Continued OSCE presence in Georgia is important for Tbilisi, but “of course not at any price,” Grigol Vashadze, the Georgian foreign minister, said on January 26.
“We have our red lines, which we will not cross,” he said at a news conference in Tbilisi. “We will not do anything that may give at least a bit of legitimization of puppet regimes set up by the occupying force [in Abkhazia and South Ossetia].”
He also said that OSCE Greek chairmanship was continuing its efforts to find “a formula acceptable for all the participating states to help maintain OSCE presence.”
In December Russia has blocked extension of the 16-year-old OSCE mission’s mandate in Georgia. Russia wants a separate, independent OSCE mission in Tskhinvali and it refuses to accept any linkage between the OSCE activities in South Ossetia and the rest of Georgia, because Moscow has recognized the independence of the breakaway region.
Dora Bakoyannis, the Greek Foreign Minister and OSCE Chairperson-in-Office of Greece, said after talks with his Russian counterpart, Sergey Lavrov, in Moscow on January 21, that Greece had offered new set of proposals on continued OSCE presence in Georgia, which did not cross “red lines” of any parties involved.

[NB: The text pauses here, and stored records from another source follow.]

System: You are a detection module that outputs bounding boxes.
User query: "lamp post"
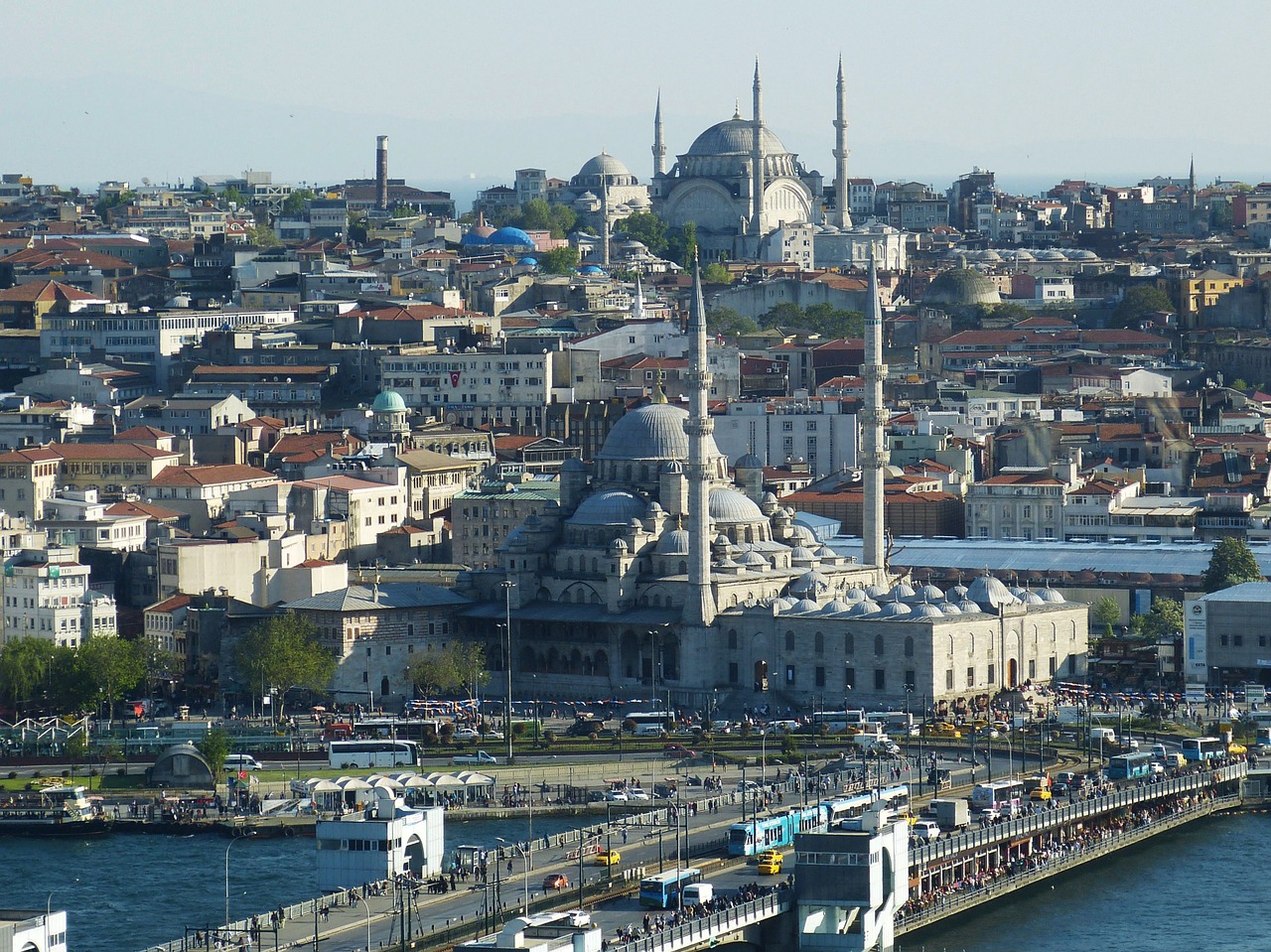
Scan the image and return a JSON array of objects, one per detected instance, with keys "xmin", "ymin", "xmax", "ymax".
[
  {"xmin": 499, "ymin": 579, "xmax": 516, "ymax": 764},
  {"xmin": 357, "ymin": 896, "xmax": 371, "ymax": 952},
  {"xmin": 494, "ymin": 836, "xmax": 530, "ymax": 915}
]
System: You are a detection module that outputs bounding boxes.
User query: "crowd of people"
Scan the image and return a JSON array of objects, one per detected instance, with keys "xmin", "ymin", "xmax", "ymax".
[{"xmin": 600, "ymin": 876, "xmax": 794, "ymax": 952}]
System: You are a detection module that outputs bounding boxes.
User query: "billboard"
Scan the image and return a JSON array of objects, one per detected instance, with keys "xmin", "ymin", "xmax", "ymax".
[{"xmin": 1184, "ymin": 600, "xmax": 1208, "ymax": 684}]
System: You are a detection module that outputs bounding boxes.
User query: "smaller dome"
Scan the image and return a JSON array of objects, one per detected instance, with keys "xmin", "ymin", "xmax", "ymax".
[
  {"xmin": 653, "ymin": 529, "xmax": 689, "ymax": 556},
  {"xmin": 490, "ymin": 225, "xmax": 534, "ymax": 248},
  {"xmin": 878, "ymin": 602, "xmax": 913, "ymax": 617},
  {"xmin": 363, "ymin": 390, "xmax": 405, "ymax": 413}
]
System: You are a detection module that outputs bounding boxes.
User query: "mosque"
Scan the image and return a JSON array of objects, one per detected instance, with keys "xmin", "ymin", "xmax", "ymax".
[{"xmin": 457, "ymin": 256, "xmax": 1088, "ymax": 711}]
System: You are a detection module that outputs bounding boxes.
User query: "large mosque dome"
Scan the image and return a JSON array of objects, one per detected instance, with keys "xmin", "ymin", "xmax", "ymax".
[
  {"xmin": 596, "ymin": 403, "xmax": 689, "ymax": 460},
  {"xmin": 686, "ymin": 116, "xmax": 785, "ymax": 156}
]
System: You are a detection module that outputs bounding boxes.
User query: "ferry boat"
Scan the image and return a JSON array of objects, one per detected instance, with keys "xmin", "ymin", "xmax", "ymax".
[{"xmin": 0, "ymin": 787, "xmax": 112, "ymax": 836}]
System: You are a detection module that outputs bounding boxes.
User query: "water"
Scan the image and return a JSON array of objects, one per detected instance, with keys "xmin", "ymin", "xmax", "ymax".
[
  {"xmin": 0, "ymin": 816, "xmax": 581, "ymax": 952},
  {"xmin": 898, "ymin": 813, "xmax": 1271, "ymax": 952}
]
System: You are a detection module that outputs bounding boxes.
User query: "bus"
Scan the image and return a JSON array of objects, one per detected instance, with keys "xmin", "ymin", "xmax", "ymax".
[
  {"xmin": 639, "ymin": 867, "xmax": 702, "ymax": 908},
  {"xmin": 1103, "ymin": 752, "xmax": 1152, "ymax": 780},
  {"xmin": 971, "ymin": 780, "xmax": 1025, "ymax": 811},
  {"xmin": 1184, "ymin": 738, "xmax": 1226, "ymax": 760},
  {"xmin": 328, "ymin": 740, "xmax": 419, "ymax": 770}
]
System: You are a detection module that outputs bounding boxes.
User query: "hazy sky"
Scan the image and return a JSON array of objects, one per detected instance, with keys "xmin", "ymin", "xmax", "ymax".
[{"xmin": 10, "ymin": 0, "xmax": 1271, "ymax": 204}]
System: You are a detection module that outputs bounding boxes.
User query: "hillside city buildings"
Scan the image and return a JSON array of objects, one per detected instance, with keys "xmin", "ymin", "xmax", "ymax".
[{"xmin": 0, "ymin": 57, "xmax": 1271, "ymax": 712}]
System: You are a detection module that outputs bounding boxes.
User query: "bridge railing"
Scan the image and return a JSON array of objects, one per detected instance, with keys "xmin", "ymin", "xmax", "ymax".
[
  {"xmin": 896, "ymin": 796, "xmax": 1240, "ymax": 933},
  {"xmin": 910, "ymin": 764, "xmax": 1245, "ymax": 868},
  {"xmin": 609, "ymin": 888, "xmax": 790, "ymax": 952}
]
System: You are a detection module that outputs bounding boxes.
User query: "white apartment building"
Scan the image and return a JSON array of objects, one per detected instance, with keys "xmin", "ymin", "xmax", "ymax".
[
  {"xmin": 0, "ymin": 545, "xmax": 115, "ymax": 648},
  {"xmin": 380, "ymin": 350, "xmax": 600, "ymax": 432},
  {"xmin": 40, "ymin": 309, "xmax": 296, "ymax": 380},
  {"xmin": 714, "ymin": 396, "xmax": 859, "ymax": 479}
]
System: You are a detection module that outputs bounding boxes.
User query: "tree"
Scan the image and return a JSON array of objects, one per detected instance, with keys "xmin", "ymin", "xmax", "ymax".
[
  {"xmin": 195, "ymin": 727, "xmax": 230, "ymax": 776},
  {"xmin": 707, "ymin": 308, "xmax": 759, "ymax": 335},
  {"xmin": 234, "ymin": 612, "xmax": 336, "ymax": 717},
  {"xmin": 1112, "ymin": 285, "xmax": 1175, "ymax": 327},
  {"xmin": 618, "ymin": 211, "xmax": 667, "ymax": 257},
  {"xmin": 1130, "ymin": 599, "xmax": 1184, "ymax": 640},
  {"xmin": 75, "ymin": 636, "xmax": 146, "ymax": 720},
  {"xmin": 282, "ymin": 188, "xmax": 317, "ymax": 214},
  {"xmin": 539, "ymin": 244, "xmax": 580, "ymax": 275},
  {"xmin": 248, "ymin": 221, "xmax": 282, "ymax": 249},
  {"xmin": 702, "ymin": 260, "xmax": 732, "ymax": 285},
  {"xmin": 1090, "ymin": 595, "xmax": 1121, "ymax": 638},
  {"xmin": 1201, "ymin": 538, "xmax": 1262, "ymax": 593},
  {"xmin": 0, "ymin": 635, "xmax": 55, "ymax": 711}
]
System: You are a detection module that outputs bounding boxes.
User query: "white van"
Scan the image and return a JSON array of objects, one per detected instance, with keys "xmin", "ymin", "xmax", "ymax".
[{"xmin": 684, "ymin": 883, "xmax": 714, "ymax": 906}]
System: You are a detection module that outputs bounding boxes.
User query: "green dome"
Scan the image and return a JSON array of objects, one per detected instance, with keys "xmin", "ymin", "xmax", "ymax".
[{"xmin": 371, "ymin": 390, "xmax": 405, "ymax": 413}]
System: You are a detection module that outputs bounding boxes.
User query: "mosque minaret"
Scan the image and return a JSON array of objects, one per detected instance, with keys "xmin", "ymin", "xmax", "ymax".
[
  {"xmin": 861, "ymin": 255, "xmax": 890, "ymax": 568},
  {"xmin": 684, "ymin": 262, "xmax": 716, "ymax": 626}
]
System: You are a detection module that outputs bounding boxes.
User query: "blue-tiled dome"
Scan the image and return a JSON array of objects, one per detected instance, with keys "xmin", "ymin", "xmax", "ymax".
[
  {"xmin": 487, "ymin": 225, "xmax": 534, "ymax": 248},
  {"xmin": 569, "ymin": 489, "xmax": 644, "ymax": 526}
]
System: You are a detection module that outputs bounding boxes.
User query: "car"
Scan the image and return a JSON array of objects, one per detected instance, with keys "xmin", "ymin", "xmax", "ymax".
[{"xmin": 910, "ymin": 820, "xmax": 940, "ymax": 843}]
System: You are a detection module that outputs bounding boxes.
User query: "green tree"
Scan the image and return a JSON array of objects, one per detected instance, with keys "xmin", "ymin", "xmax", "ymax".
[
  {"xmin": 75, "ymin": 636, "xmax": 146, "ymax": 720},
  {"xmin": 759, "ymin": 301, "xmax": 807, "ymax": 328},
  {"xmin": 248, "ymin": 221, "xmax": 282, "ymax": 249},
  {"xmin": 282, "ymin": 188, "xmax": 317, "ymax": 214},
  {"xmin": 1112, "ymin": 285, "xmax": 1175, "ymax": 327},
  {"xmin": 618, "ymin": 211, "xmax": 667, "ymax": 257},
  {"xmin": 1130, "ymin": 599, "xmax": 1184, "ymax": 640},
  {"xmin": 195, "ymin": 727, "xmax": 230, "ymax": 776},
  {"xmin": 1201, "ymin": 538, "xmax": 1262, "ymax": 593},
  {"xmin": 702, "ymin": 260, "xmax": 732, "ymax": 285},
  {"xmin": 707, "ymin": 308, "xmax": 759, "ymax": 335},
  {"xmin": 234, "ymin": 612, "xmax": 336, "ymax": 717},
  {"xmin": 1090, "ymin": 595, "xmax": 1121, "ymax": 638},
  {"xmin": 539, "ymin": 244, "xmax": 580, "ymax": 275}
]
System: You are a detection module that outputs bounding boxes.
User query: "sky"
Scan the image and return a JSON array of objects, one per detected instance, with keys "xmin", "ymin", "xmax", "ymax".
[{"xmin": 0, "ymin": 0, "xmax": 1271, "ymax": 209}]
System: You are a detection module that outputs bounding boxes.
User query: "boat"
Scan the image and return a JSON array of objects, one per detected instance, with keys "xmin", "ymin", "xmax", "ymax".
[{"xmin": 0, "ymin": 787, "xmax": 113, "ymax": 836}]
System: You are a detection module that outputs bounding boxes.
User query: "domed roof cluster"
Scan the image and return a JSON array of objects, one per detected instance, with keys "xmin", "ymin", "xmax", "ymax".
[{"xmin": 922, "ymin": 268, "xmax": 1002, "ymax": 305}]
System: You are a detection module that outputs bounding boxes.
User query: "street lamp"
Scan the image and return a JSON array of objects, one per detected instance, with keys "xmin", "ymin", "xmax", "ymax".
[
  {"xmin": 499, "ymin": 579, "xmax": 516, "ymax": 764},
  {"xmin": 357, "ymin": 894, "xmax": 371, "ymax": 952},
  {"xmin": 494, "ymin": 836, "xmax": 530, "ymax": 915}
]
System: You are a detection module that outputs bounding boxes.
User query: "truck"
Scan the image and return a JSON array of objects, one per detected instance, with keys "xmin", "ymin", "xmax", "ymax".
[{"xmin": 931, "ymin": 797, "xmax": 971, "ymax": 830}]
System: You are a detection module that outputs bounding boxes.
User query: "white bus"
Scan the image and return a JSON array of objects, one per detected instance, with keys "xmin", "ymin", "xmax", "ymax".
[
  {"xmin": 971, "ymin": 780, "xmax": 1025, "ymax": 811},
  {"xmin": 328, "ymin": 740, "xmax": 419, "ymax": 770}
]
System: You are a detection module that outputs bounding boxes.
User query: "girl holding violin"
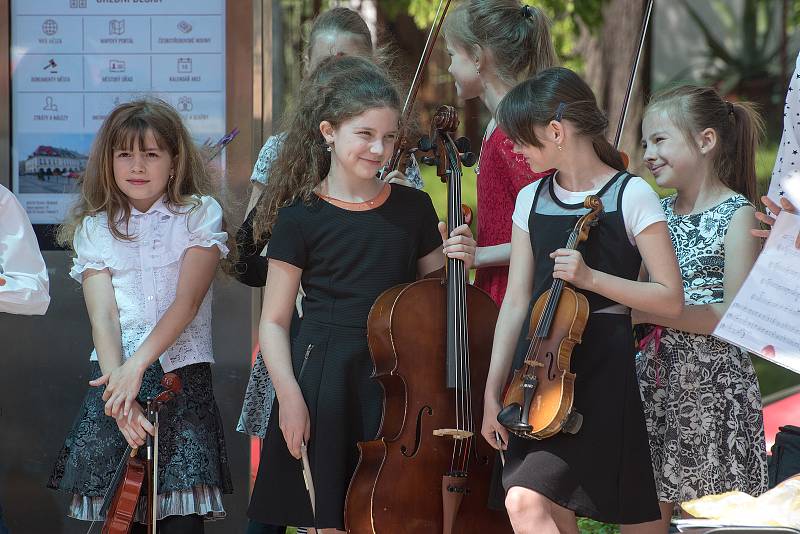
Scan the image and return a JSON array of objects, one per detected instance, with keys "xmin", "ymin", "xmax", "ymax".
[
  {"xmin": 443, "ymin": 0, "xmax": 556, "ymax": 306},
  {"xmin": 48, "ymin": 100, "xmax": 233, "ymax": 534},
  {"xmin": 633, "ymin": 85, "xmax": 780, "ymax": 533},
  {"xmin": 248, "ymin": 56, "xmax": 475, "ymax": 533},
  {"xmin": 482, "ymin": 67, "xmax": 683, "ymax": 534}
]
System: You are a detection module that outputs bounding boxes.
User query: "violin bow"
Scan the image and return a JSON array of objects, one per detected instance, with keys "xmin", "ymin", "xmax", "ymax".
[
  {"xmin": 614, "ymin": 0, "xmax": 655, "ymax": 149},
  {"xmin": 380, "ymin": 0, "xmax": 451, "ymax": 181},
  {"xmin": 300, "ymin": 441, "xmax": 317, "ymax": 525}
]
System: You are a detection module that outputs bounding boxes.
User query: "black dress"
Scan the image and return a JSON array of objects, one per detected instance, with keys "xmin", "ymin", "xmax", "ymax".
[
  {"xmin": 503, "ymin": 173, "xmax": 660, "ymax": 524},
  {"xmin": 248, "ymin": 185, "xmax": 442, "ymax": 529}
]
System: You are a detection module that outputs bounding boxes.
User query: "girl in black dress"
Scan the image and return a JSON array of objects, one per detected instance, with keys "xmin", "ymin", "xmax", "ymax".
[
  {"xmin": 481, "ymin": 68, "xmax": 683, "ymax": 534},
  {"xmin": 249, "ymin": 57, "xmax": 475, "ymax": 533}
]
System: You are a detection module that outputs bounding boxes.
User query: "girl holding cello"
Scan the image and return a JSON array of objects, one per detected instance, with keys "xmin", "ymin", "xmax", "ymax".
[
  {"xmin": 248, "ymin": 56, "xmax": 475, "ymax": 533},
  {"xmin": 443, "ymin": 0, "xmax": 556, "ymax": 306},
  {"xmin": 481, "ymin": 67, "xmax": 683, "ymax": 534}
]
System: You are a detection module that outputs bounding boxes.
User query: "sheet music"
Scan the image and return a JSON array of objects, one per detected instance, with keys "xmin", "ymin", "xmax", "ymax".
[{"xmin": 714, "ymin": 212, "xmax": 800, "ymax": 373}]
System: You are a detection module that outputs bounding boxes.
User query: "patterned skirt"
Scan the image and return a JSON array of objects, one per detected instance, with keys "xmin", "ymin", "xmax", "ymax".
[
  {"xmin": 236, "ymin": 352, "xmax": 275, "ymax": 439},
  {"xmin": 47, "ymin": 362, "xmax": 233, "ymax": 521},
  {"xmin": 636, "ymin": 328, "xmax": 767, "ymax": 503}
]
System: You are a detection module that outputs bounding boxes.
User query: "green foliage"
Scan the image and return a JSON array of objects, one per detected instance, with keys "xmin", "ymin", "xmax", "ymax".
[
  {"xmin": 681, "ymin": 0, "xmax": 782, "ymax": 94},
  {"xmin": 379, "ymin": 0, "xmax": 608, "ymax": 68}
]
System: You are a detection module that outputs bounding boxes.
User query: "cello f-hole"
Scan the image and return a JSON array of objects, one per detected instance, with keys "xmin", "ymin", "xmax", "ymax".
[{"xmin": 400, "ymin": 406, "xmax": 433, "ymax": 458}]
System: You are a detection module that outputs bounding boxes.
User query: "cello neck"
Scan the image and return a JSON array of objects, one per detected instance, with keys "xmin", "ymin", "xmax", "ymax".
[{"xmin": 447, "ymin": 144, "xmax": 469, "ymax": 390}]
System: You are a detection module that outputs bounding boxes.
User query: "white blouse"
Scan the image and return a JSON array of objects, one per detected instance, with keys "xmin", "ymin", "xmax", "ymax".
[
  {"xmin": 70, "ymin": 196, "xmax": 228, "ymax": 372},
  {"xmin": 0, "ymin": 185, "xmax": 50, "ymax": 315}
]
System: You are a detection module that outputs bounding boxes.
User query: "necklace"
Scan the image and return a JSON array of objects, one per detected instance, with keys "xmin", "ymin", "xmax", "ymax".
[{"xmin": 317, "ymin": 184, "xmax": 392, "ymax": 211}]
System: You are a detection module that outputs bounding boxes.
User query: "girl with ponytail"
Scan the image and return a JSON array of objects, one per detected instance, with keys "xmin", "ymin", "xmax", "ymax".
[
  {"xmin": 481, "ymin": 67, "xmax": 683, "ymax": 534},
  {"xmin": 444, "ymin": 0, "xmax": 556, "ymax": 306},
  {"xmin": 633, "ymin": 86, "xmax": 767, "ymax": 533}
]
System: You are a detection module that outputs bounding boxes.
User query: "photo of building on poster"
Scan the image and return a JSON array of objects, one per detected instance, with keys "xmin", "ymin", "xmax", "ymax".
[{"xmin": 11, "ymin": 0, "xmax": 225, "ymax": 224}]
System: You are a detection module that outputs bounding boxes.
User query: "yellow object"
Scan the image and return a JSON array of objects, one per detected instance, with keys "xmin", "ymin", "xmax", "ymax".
[{"xmin": 681, "ymin": 475, "xmax": 800, "ymax": 528}]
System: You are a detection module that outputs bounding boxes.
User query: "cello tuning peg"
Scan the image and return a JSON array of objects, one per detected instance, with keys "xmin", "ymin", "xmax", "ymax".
[
  {"xmin": 417, "ymin": 135, "xmax": 433, "ymax": 152},
  {"xmin": 461, "ymin": 152, "xmax": 478, "ymax": 167},
  {"xmin": 455, "ymin": 137, "xmax": 470, "ymax": 153}
]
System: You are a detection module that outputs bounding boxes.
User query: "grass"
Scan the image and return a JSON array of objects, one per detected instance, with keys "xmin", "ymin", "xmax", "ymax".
[{"xmin": 422, "ymin": 144, "xmax": 800, "ymax": 534}]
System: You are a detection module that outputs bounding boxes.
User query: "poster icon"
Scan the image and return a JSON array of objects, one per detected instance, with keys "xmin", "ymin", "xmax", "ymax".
[
  {"xmin": 42, "ymin": 19, "xmax": 58, "ymax": 35},
  {"xmin": 108, "ymin": 19, "xmax": 125, "ymax": 35},
  {"xmin": 108, "ymin": 59, "xmax": 125, "ymax": 72},
  {"xmin": 42, "ymin": 58, "xmax": 58, "ymax": 74},
  {"xmin": 42, "ymin": 96, "xmax": 58, "ymax": 111},
  {"xmin": 178, "ymin": 57, "xmax": 192, "ymax": 74},
  {"xmin": 178, "ymin": 96, "xmax": 194, "ymax": 112}
]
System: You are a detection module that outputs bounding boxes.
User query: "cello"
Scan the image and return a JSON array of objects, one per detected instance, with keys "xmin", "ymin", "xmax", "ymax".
[
  {"xmin": 345, "ymin": 106, "xmax": 511, "ymax": 534},
  {"xmin": 100, "ymin": 373, "xmax": 182, "ymax": 534}
]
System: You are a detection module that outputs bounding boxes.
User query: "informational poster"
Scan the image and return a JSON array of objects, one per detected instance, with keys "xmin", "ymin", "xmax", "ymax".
[
  {"xmin": 11, "ymin": 0, "xmax": 225, "ymax": 224},
  {"xmin": 714, "ymin": 212, "xmax": 800, "ymax": 373}
]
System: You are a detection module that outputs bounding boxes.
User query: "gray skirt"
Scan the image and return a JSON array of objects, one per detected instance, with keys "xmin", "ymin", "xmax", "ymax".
[{"xmin": 47, "ymin": 362, "xmax": 233, "ymax": 521}]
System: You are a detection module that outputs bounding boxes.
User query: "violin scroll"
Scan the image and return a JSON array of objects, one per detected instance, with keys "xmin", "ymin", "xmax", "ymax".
[{"xmin": 575, "ymin": 195, "xmax": 603, "ymax": 247}]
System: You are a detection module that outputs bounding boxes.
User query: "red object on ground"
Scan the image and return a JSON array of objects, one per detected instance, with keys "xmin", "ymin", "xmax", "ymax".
[{"xmin": 764, "ymin": 391, "xmax": 800, "ymax": 450}]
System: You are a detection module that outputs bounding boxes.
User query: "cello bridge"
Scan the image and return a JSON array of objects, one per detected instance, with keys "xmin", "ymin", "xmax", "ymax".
[{"xmin": 433, "ymin": 428, "xmax": 474, "ymax": 439}]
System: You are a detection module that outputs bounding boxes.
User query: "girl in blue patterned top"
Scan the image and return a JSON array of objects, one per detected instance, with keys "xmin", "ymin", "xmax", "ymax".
[{"xmin": 633, "ymin": 86, "xmax": 767, "ymax": 533}]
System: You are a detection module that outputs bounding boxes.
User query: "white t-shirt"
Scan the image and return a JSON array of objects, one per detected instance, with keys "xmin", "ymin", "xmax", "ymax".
[{"xmin": 512, "ymin": 176, "xmax": 667, "ymax": 246}]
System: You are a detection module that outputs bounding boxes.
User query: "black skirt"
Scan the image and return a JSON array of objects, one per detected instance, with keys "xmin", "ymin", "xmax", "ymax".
[
  {"xmin": 47, "ymin": 362, "xmax": 233, "ymax": 504},
  {"xmin": 248, "ymin": 318, "xmax": 383, "ymax": 529},
  {"xmin": 502, "ymin": 313, "xmax": 660, "ymax": 524}
]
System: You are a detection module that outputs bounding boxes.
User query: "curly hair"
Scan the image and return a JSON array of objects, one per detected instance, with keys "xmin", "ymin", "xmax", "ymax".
[
  {"xmin": 56, "ymin": 98, "xmax": 236, "ymax": 270},
  {"xmin": 253, "ymin": 56, "xmax": 401, "ymax": 240}
]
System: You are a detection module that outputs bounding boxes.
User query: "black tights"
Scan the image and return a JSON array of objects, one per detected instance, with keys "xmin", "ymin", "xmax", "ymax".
[{"xmin": 131, "ymin": 514, "xmax": 205, "ymax": 534}]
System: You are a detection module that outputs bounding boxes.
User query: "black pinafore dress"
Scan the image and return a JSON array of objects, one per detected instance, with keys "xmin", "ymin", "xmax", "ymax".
[{"xmin": 502, "ymin": 172, "xmax": 660, "ymax": 524}]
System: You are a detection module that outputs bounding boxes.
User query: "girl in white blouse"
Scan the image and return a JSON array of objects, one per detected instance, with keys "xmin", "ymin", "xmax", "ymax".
[{"xmin": 48, "ymin": 100, "xmax": 232, "ymax": 534}]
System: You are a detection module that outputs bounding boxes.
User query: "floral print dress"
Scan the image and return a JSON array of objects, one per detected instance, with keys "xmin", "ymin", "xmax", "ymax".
[{"xmin": 636, "ymin": 194, "xmax": 767, "ymax": 503}]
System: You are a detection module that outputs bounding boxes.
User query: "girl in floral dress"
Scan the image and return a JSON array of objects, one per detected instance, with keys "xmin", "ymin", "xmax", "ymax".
[{"xmin": 633, "ymin": 86, "xmax": 767, "ymax": 533}]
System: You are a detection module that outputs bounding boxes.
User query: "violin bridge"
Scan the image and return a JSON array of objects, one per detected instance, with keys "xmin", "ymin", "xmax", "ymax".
[{"xmin": 433, "ymin": 428, "xmax": 474, "ymax": 439}]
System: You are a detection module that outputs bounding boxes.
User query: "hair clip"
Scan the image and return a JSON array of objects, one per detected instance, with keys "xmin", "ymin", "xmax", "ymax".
[
  {"xmin": 521, "ymin": 4, "xmax": 533, "ymax": 19},
  {"xmin": 555, "ymin": 102, "xmax": 567, "ymax": 122}
]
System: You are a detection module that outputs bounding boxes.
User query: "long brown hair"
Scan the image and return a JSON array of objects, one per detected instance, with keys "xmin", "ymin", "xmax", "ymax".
[
  {"xmin": 645, "ymin": 85, "xmax": 764, "ymax": 204},
  {"xmin": 443, "ymin": 0, "xmax": 557, "ymax": 85},
  {"xmin": 305, "ymin": 7, "xmax": 373, "ymax": 63},
  {"xmin": 253, "ymin": 56, "xmax": 400, "ymax": 240},
  {"xmin": 497, "ymin": 67, "xmax": 625, "ymax": 171},
  {"xmin": 56, "ymin": 98, "xmax": 235, "ymax": 268}
]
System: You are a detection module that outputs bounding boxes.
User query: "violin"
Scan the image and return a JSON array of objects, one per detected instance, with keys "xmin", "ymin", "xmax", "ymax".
[
  {"xmin": 345, "ymin": 106, "xmax": 512, "ymax": 534},
  {"xmin": 100, "ymin": 373, "xmax": 182, "ymax": 534},
  {"xmin": 497, "ymin": 195, "xmax": 603, "ymax": 439}
]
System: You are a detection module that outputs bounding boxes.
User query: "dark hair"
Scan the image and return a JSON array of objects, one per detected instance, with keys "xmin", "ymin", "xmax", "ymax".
[
  {"xmin": 254, "ymin": 56, "xmax": 401, "ymax": 240},
  {"xmin": 645, "ymin": 85, "xmax": 764, "ymax": 204},
  {"xmin": 444, "ymin": 0, "xmax": 556, "ymax": 85},
  {"xmin": 306, "ymin": 7, "xmax": 373, "ymax": 62},
  {"xmin": 497, "ymin": 67, "xmax": 625, "ymax": 171}
]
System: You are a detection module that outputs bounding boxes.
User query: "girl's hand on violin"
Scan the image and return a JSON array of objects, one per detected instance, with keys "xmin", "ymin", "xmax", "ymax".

Sergey Lavrov said at the joint news conference that these proposals were “directed towards realistic direction” and added that Russia was ready “to work in this direction.” He also said that the proposals take into account de facto and de jure realities created on the ground after the August war.
Last December, Finland in its capacity of the OSCE chairmanship, proposed a package deal, which included parallel, mutually independent field offices in Tbilisi and in Tskhinvali. The field offices would have been directed by a Special Representative of the OSCE chairmanship having headquarters in Vienna, according to that proposal, which was rejected by Russia.